Fighting for quality news media in the digital age.

  1. Media Business
July 7, 2017updated 13 Jul 2017 4:55pm

Editor of The New European on a year in print: ‘If we are a stone in the shoe of Paul Dacre, that’s a worthwhile position for me’

By Freddy Mayhew

Delivered from concept to publication in nine days, “pop-up” newspaper The New European has defied its early critics and a news industry in decline to mark one year in print.

The weekly title’s first edition came out just two weeks after Britain voted for Brexit in the EU Referendum of June last year and was billed as the paper “for the 48 per cent” of Remain voters.

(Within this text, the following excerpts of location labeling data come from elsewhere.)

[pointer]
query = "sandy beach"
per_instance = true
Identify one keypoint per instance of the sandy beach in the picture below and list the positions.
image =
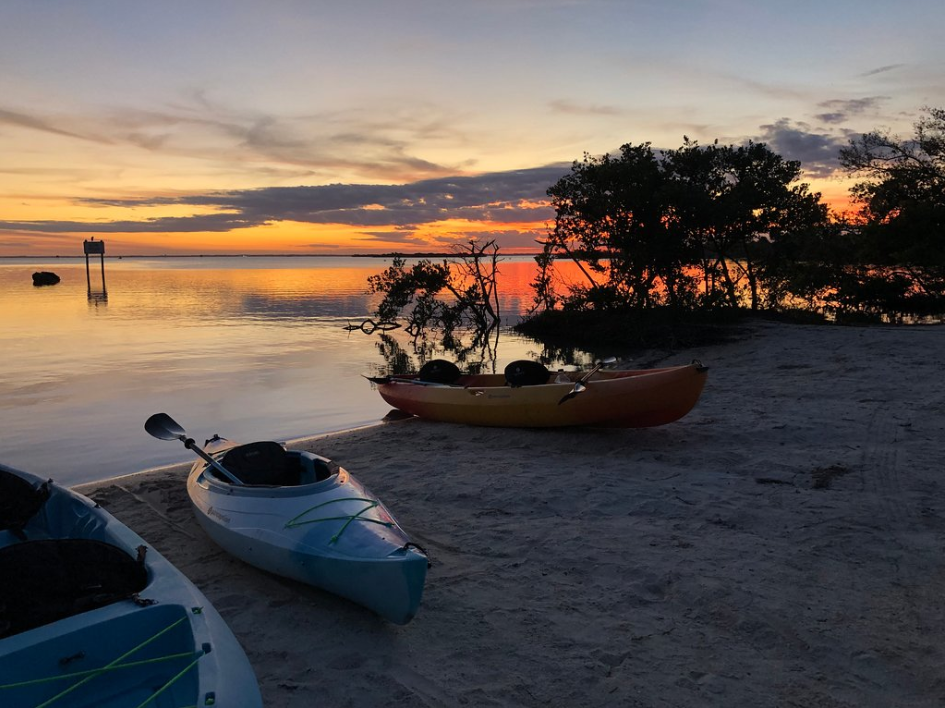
(782, 545)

Editor Matt Kelly spoke to Press Gazette this week, while still thinking of ideas for a striking front page design – something that has become a hallmark of the paper – for its 52nd issue, out today (Friday).

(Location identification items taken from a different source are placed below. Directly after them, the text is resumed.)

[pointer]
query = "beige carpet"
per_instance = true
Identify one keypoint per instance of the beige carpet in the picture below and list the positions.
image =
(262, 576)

The 52nd edition of The New European

The New European relies on newsstand sales (at a cover price of £2) and subscriptions to generate the bulk of its income, with print advertising a growing revenue stream.

As such, getting the splash right can mean the difference between a week in the black and a week in the red, said Kelly, who revealed The New European’s circulation is “volatile” – going up or down between ten to 15 per cent each week, but maintaining a base sale of about 20,000 copies.

“The dependencies are two-fold,” he said. “One is, whether there’s any real buzz in the UK political scene that week and the other is whether we have nailed a good cover.

“If we tick both of those boxes we will have a great sale. If we screw up the cover design and it’s a boring week we can experience late teens in terms of sales.”

Hitting on a front page that will shift papers is something Kelly said he learned during his years as night editor on the Daily Mirror – where he spent a decade in various senior roles – working under “masters of the art” Piers Morgan and Richard Wallace.

“Piers would put the paper together at morning conference, but from about lunchtime onward all he was thinking about was what’s page one going to be. He knew he had people who could look after the rest of it, but page one was the main consideration,” he said.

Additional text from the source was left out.